An in-depth report into the 2015 reform of the UK pensions landscape has said the introduction of pensions freedoms has made the retirement market more complex and ultimately detrimental to consumers.

The Pensions Institute report into the reforms (46 page / 258KB PDF) said the retirement savings industry was struggling to adapt to regulatory and technological change. It said the impact of regulation on life companies had been to reduce consumer choice, with fewer products available.

The report said providers seeking to retain a risk-based model were under increasing regulatory pressure and this had encouraged the adoption of an asset management ‘capital-lite’ model. The European Solvency II directive had also contributed to this adoption. The report noted this shift limited choice as fewer insurers operated in this area.

The institute warned almost half of the UK working population remains without cover from auto-enrolment and there was a danger of auto-enrolment losing momentum if contribution hikes due in 2018 encouraged higher opt-out rates.

Although the institute noted technology was an essential component of the retirement market, it said quality varied significantly. The report added there was limited evidence of innovation and there was a need for universal adoption of standards across the retirement industry.

Many contributors to the report said UK regulation had moved “against the spirit of pension saving”, and that pensions freedoms were introduced without the infrastructure to provide proper consumer choice or protection.

Pensions expert Tom Barton of Pinsent Masons, the law firm behind Out-Law.com, said it was still “early days” for the retirement choice market.

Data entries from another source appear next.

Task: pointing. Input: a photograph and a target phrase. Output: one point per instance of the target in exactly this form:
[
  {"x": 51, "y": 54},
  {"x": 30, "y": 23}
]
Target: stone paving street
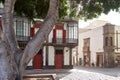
[{"x": 81, "y": 73}]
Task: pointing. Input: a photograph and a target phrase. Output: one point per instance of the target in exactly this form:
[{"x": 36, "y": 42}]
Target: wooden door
[
  {"x": 99, "y": 60},
  {"x": 59, "y": 59},
  {"x": 38, "y": 61}
]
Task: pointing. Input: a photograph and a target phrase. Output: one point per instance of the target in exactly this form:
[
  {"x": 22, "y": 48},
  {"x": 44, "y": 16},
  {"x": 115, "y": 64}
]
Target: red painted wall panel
[
  {"x": 38, "y": 61},
  {"x": 58, "y": 61},
  {"x": 32, "y": 32}
]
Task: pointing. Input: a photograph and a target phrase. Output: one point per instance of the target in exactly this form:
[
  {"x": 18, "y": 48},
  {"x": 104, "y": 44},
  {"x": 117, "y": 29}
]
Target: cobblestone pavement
[{"x": 81, "y": 73}]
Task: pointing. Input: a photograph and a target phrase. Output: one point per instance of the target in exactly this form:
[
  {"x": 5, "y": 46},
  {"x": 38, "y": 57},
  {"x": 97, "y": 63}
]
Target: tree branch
[
  {"x": 36, "y": 43},
  {"x": 7, "y": 24}
]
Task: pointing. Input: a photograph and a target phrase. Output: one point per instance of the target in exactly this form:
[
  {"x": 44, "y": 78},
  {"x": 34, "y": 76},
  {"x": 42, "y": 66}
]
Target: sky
[{"x": 111, "y": 17}]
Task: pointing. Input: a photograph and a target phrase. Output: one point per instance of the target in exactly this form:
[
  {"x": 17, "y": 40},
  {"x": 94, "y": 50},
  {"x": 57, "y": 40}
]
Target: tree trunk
[
  {"x": 12, "y": 60},
  {"x": 7, "y": 64}
]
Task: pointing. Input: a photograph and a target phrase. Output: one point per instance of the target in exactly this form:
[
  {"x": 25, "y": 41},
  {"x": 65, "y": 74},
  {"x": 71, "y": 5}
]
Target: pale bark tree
[{"x": 13, "y": 60}]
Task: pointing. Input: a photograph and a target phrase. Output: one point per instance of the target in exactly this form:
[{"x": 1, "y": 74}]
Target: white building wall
[
  {"x": 96, "y": 42},
  {"x": 66, "y": 55},
  {"x": 51, "y": 55},
  {"x": 117, "y": 39}
]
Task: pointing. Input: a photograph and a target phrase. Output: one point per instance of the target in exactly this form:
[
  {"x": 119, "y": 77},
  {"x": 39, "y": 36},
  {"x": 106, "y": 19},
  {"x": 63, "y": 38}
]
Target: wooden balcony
[
  {"x": 69, "y": 42},
  {"x": 23, "y": 38},
  {"x": 86, "y": 49}
]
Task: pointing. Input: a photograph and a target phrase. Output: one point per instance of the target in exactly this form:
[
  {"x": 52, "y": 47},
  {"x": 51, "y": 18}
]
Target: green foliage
[
  {"x": 37, "y": 8},
  {"x": 93, "y": 8},
  {"x": 88, "y": 10}
]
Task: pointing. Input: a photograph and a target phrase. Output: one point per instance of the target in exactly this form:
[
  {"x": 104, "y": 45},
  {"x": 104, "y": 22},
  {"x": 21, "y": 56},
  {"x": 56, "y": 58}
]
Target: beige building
[{"x": 99, "y": 45}]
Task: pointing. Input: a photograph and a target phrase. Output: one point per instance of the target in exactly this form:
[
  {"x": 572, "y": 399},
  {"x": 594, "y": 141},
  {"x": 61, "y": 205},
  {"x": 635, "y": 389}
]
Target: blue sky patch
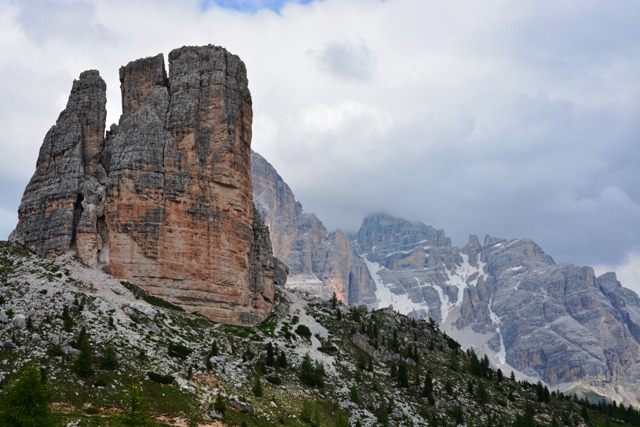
[{"x": 250, "y": 5}]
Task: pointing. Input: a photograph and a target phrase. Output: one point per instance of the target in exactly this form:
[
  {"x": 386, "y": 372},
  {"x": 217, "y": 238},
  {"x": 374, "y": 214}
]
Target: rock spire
[{"x": 164, "y": 200}]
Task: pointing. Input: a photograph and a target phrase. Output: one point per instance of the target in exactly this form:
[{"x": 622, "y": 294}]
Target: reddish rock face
[{"x": 165, "y": 201}]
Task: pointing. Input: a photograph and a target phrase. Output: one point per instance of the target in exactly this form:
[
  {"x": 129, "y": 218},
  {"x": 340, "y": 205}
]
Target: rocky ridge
[
  {"x": 164, "y": 198},
  {"x": 320, "y": 263},
  {"x": 506, "y": 298},
  {"x": 380, "y": 367}
]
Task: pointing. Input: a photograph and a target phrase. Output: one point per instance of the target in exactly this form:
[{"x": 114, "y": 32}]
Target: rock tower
[{"x": 164, "y": 198}]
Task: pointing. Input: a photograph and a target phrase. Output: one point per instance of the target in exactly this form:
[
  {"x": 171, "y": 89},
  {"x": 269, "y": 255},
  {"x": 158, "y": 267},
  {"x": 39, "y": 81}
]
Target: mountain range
[{"x": 505, "y": 298}]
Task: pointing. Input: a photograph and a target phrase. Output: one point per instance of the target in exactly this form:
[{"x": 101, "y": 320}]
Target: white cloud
[
  {"x": 496, "y": 117},
  {"x": 627, "y": 272},
  {"x": 346, "y": 60}
]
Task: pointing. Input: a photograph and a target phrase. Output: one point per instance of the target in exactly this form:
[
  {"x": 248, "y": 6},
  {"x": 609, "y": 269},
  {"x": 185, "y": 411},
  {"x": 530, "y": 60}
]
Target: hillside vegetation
[{"x": 104, "y": 353}]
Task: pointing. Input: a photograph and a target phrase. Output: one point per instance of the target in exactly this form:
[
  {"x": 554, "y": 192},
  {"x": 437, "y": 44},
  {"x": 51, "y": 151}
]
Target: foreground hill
[
  {"x": 309, "y": 363},
  {"x": 505, "y": 298}
]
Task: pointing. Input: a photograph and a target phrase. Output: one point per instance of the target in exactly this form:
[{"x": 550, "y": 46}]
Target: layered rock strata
[
  {"x": 320, "y": 263},
  {"x": 165, "y": 199},
  {"x": 509, "y": 299}
]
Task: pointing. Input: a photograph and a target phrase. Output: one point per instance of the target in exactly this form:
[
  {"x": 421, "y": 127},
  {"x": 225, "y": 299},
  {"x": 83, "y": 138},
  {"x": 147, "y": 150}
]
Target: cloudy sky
[{"x": 504, "y": 117}]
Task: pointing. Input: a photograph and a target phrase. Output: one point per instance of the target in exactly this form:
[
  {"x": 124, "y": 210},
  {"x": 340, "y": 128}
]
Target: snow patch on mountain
[{"x": 385, "y": 296}]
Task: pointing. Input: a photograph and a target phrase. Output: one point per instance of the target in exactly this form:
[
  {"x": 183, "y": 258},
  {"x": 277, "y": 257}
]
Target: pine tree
[
  {"x": 258, "y": 390},
  {"x": 214, "y": 349},
  {"x": 282, "y": 359},
  {"x": 270, "y": 356},
  {"x": 219, "y": 405},
  {"x": 84, "y": 364},
  {"x": 310, "y": 374},
  {"x": 427, "y": 391},
  {"x": 403, "y": 375},
  {"x": 67, "y": 320},
  {"x": 109, "y": 359},
  {"x": 134, "y": 413},
  {"x": 25, "y": 403}
]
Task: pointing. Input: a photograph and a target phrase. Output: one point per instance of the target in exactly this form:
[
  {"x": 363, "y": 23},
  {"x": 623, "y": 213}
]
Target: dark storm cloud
[{"x": 516, "y": 119}]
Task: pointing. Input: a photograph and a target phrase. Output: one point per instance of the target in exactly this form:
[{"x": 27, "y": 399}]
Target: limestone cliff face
[
  {"x": 165, "y": 199},
  {"x": 320, "y": 263},
  {"x": 511, "y": 301}
]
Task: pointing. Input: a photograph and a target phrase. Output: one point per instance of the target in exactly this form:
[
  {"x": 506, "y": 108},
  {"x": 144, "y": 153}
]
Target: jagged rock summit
[{"x": 164, "y": 198}]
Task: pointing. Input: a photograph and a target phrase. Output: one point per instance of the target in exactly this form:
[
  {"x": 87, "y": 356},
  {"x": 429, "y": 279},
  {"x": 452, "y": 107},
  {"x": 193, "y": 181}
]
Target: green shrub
[
  {"x": 304, "y": 332},
  {"x": 25, "y": 403},
  {"x": 178, "y": 350}
]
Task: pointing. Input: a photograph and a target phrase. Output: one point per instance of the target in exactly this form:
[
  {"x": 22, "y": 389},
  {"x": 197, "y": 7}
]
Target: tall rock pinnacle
[{"x": 165, "y": 200}]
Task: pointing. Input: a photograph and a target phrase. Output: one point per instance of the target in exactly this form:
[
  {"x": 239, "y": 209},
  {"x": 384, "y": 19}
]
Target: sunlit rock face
[
  {"x": 320, "y": 263},
  {"x": 164, "y": 200}
]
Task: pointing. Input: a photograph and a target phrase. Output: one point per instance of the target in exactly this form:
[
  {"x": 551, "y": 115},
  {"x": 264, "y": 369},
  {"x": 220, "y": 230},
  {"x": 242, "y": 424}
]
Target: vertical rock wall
[{"x": 165, "y": 200}]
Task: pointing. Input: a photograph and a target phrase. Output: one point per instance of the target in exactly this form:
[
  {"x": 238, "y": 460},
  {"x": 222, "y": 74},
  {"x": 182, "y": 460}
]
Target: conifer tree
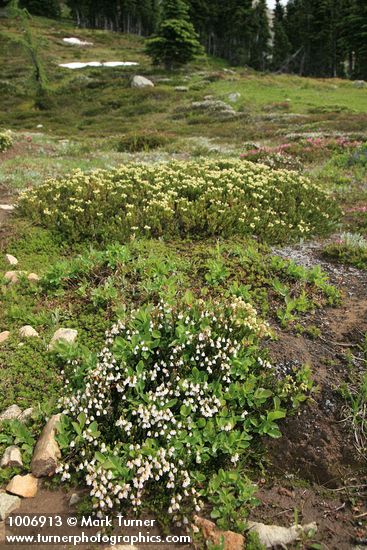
[
  {"x": 281, "y": 43},
  {"x": 176, "y": 42}
]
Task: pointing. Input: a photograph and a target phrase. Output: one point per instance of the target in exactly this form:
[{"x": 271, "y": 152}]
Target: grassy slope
[{"x": 82, "y": 98}]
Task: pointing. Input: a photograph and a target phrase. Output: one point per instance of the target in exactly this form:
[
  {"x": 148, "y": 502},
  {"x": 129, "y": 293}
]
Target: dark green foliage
[
  {"x": 28, "y": 374},
  {"x": 281, "y": 44},
  {"x": 141, "y": 142},
  {"x": 177, "y": 41},
  {"x": 46, "y": 8}
]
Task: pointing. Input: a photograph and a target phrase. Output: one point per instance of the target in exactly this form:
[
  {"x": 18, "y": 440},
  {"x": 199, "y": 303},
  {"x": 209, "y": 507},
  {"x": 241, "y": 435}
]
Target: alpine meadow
[{"x": 183, "y": 274}]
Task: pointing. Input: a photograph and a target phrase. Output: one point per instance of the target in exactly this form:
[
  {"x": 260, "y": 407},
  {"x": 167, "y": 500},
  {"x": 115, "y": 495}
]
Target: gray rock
[
  {"x": 11, "y": 413},
  {"x": 273, "y": 535},
  {"x": 67, "y": 334},
  {"x": 26, "y": 415},
  {"x": 234, "y": 97},
  {"x": 141, "y": 82},
  {"x": 33, "y": 277},
  {"x": 46, "y": 453},
  {"x": 23, "y": 486},
  {"x": 11, "y": 458},
  {"x": 359, "y": 84},
  {"x": 13, "y": 276},
  {"x": 28, "y": 332},
  {"x": 8, "y": 503},
  {"x": 4, "y": 336},
  {"x": 74, "y": 499},
  {"x": 11, "y": 259}
]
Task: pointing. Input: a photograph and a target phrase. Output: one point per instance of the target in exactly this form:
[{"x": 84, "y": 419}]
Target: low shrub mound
[
  {"x": 182, "y": 199},
  {"x": 171, "y": 409},
  {"x": 6, "y": 141},
  {"x": 350, "y": 248},
  {"x": 136, "y": 143}
]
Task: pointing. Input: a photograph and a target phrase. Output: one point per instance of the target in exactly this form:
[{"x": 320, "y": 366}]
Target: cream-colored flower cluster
[
  {"x": 161, "y": 404},
  {"x": 206, "y": 198}
]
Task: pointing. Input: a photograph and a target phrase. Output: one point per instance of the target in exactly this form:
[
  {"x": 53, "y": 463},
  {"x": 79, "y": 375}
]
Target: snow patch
[
  {"x": 79, "y": 65},
  {"x": 76, "y": 42}
]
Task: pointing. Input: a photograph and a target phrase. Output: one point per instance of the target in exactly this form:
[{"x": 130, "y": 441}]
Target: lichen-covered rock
[
  {"x": 13, "y": 276},
  {"x": 273, "y": 536},
  {"x": 4, "y": 336},
  {"x": 33, "y": 277},
  {"x": 8, "y": 503},
  {"x": 359, "y": 84},
  {"x": 12, "y": 458},
  {"x": 141, "y": 82},
  {"x": 74, "y": 499},
  {"x": 26, "y": 415},
  {"x": 67, "y": 334},
  {"x": 11, "y": 259},
  {"x": 23, "y": 486},
  {"x": 28, "y": 332},
  {"x": 46, "y": 453}
]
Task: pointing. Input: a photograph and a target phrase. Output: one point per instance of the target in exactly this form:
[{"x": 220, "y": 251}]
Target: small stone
[
  {"x": 46, "y": 453},
  {"x": 23, "y": 486},
  {"x": 274, "y": 535},
  {"x": 74, "y": 499},
  {"x": 11, "y": 413},
  {"x": 13, "y": 276},
  {"x": 33, "y": 277},
  {"x": 67, "y": 334},
  {"x": 11, "y": 458},
  {"x": 11, "y": 259},
  {"x": 234, "y": 97},
  {"x": 28, "y": 332},
  {"x": 8, "y": 503},
  {"x": 141, "y": 82},
  {"x": 4, "y": 336},
  {"x": 229, "y": 539},
  {"x": 26, "y": 415},
  {"x": 359, "y": 84}
]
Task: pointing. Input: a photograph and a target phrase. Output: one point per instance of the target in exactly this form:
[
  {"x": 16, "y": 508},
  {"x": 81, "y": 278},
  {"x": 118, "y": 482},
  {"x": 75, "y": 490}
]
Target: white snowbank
[
  {"x": 76, "y": 42},
  {"x": 78, "y": 65}
]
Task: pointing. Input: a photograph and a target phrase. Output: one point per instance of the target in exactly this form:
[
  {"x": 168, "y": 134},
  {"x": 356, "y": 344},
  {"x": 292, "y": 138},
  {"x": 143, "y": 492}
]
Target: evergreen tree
[
  {"x": 46, "y": 8},
  {"x": 177, "y": 41},
  {"x": 260, "y": 39},
  {"x": 281, "y": 44}
]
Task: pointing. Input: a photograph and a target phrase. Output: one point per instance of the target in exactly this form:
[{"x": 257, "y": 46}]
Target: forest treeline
[{"x": 323, "y": 38}]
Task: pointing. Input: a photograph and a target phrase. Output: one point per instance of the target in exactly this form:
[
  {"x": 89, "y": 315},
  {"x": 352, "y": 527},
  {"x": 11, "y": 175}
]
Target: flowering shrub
[
  {"x": 6, "y": 141},
  {"x": 177, "y": 393},
  {"x": 209, "y": 198},
  {"x": 350, "y": 248}
]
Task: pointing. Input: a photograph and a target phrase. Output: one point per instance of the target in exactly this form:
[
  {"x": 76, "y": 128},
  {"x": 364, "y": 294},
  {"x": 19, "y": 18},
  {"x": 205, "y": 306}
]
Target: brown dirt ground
[
  {"x": 314, "y": 472},
  {"x": 315, "y": 466}
]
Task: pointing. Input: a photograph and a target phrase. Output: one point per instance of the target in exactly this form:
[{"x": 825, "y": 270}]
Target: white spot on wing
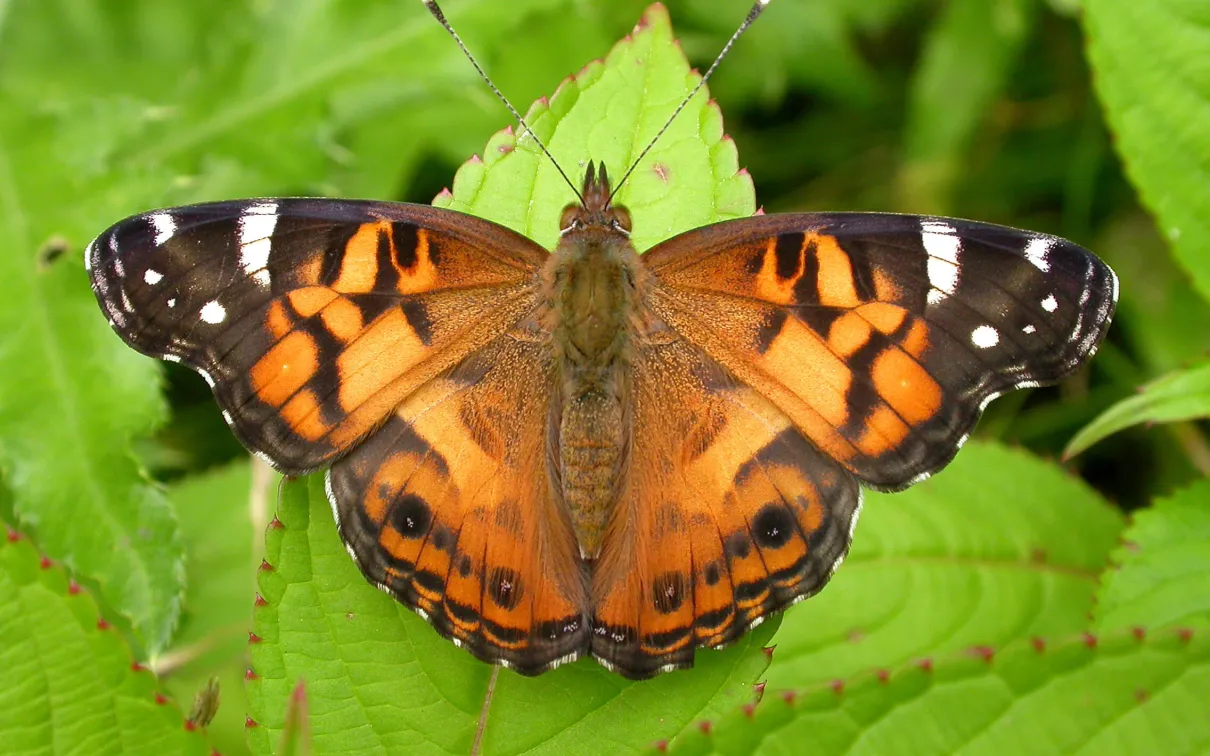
[
  {"x": 255, "y": 240},
  {"x": 213, "y": 312},
  {"x": 1038, "y": 253},
  {"x": 985, "y": 336},
  {"x": 165, "y": 226},
  {"x": 943, "y": 246}
]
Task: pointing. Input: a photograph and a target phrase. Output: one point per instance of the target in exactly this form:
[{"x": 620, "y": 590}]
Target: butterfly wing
[
  {"x": 883, "y": 336},
  {"x": 729, "y": 513},
  {"x": 311, "y": 318},
  {"x": 449, "y": 508}
]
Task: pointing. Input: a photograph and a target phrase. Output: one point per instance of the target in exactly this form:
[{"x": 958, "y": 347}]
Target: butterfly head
[{"x": 595, "y": 212}]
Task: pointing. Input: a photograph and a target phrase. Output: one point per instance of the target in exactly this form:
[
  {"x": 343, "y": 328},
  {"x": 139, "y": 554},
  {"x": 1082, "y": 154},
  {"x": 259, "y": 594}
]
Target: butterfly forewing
[
  {"x": 448, "y": 508},
  {"x": 311, "y": 318},
  {"x": 883, "y": 336}
]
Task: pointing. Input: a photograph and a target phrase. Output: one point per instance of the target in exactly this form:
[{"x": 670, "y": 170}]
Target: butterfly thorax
[{"x": 594, "y": 296}]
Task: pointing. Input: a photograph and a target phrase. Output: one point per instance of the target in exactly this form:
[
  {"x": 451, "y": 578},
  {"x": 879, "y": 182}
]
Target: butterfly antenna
[
  {"x": 758, "y": 7},
  {"x": 441, "y": 18}
]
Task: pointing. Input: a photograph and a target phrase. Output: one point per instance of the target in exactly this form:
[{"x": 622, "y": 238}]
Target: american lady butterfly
[{"x": 587, "y": 450}]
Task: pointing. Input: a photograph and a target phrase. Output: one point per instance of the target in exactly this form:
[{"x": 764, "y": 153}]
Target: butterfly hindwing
[
  {"x": 730, "y": 513},
  {"x": 311, "y": 318},
  {"x": 883, "y": 336},
  {"x": 450, "y": 509}
]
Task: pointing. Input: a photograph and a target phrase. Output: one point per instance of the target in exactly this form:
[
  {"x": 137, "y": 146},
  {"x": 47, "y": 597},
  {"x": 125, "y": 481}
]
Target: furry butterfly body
[{"x": 593, "y": 451}]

“Defined benefit (DB) schemes and DB pensions still play a major role in many current retirees' plans,” Barton said. “Auto-enrolment schemes are not yet mature and pot sizes for retirees will often be relatively small. This has an impact on consumer demand and consequent product development.

“As clearer consumer demand emerges for specific types of needs and wants, we expect retirement products will emerge that satisfy those needs and wants. We’ll get there, but these things take time.  Providers were, after all, given only a limited amount of notice of freedom and choice and investment in developing a new suite of products takes time and money,” Barton said.

He said pensions freedoms had made financial planning more challenging for savers as the potential outcomes of retirement saving were broader than before. Barton said tax and regulatory changes also made life harder for individuals when planning how much to save and how to eventually use their pensions pots.

“There are arguments that freedom and choice energised pension saving, because savers like feeling in control of their savings. Quite whether the wider legislative, regulatory and tax regime encourages saving is very much open to question. The difficulty of saving compared with the ease of borrowing is certainly an interesting phenomenon,” Barton said.

“Regulation can help to promote saving but it may be innovation in the savings space that will really make the difference. The trick is to make saving as easy and, potentially, as rewarding a personal experience as spending,” Barton said.

The reforms to the UK pensions landscape came into force in April 2015, giving members of defined contribution schemes more freedom to access their savings when they turn 55. The House of Commons Work & Pensions Committee recently began an inquiry into the success and effectiveness of the 2015 reforms. The committee is looking particularly at how people are accessing pensions and whether they are taking adequate advice.

Meanwhile the UK's state-backed pensions scheme, the National Employment Savings Trust, asked for limits to be put on pensions freedoms to protect its members from losing retirement savings when it responded to the Financial Conduct Authority's retirement outcomes review.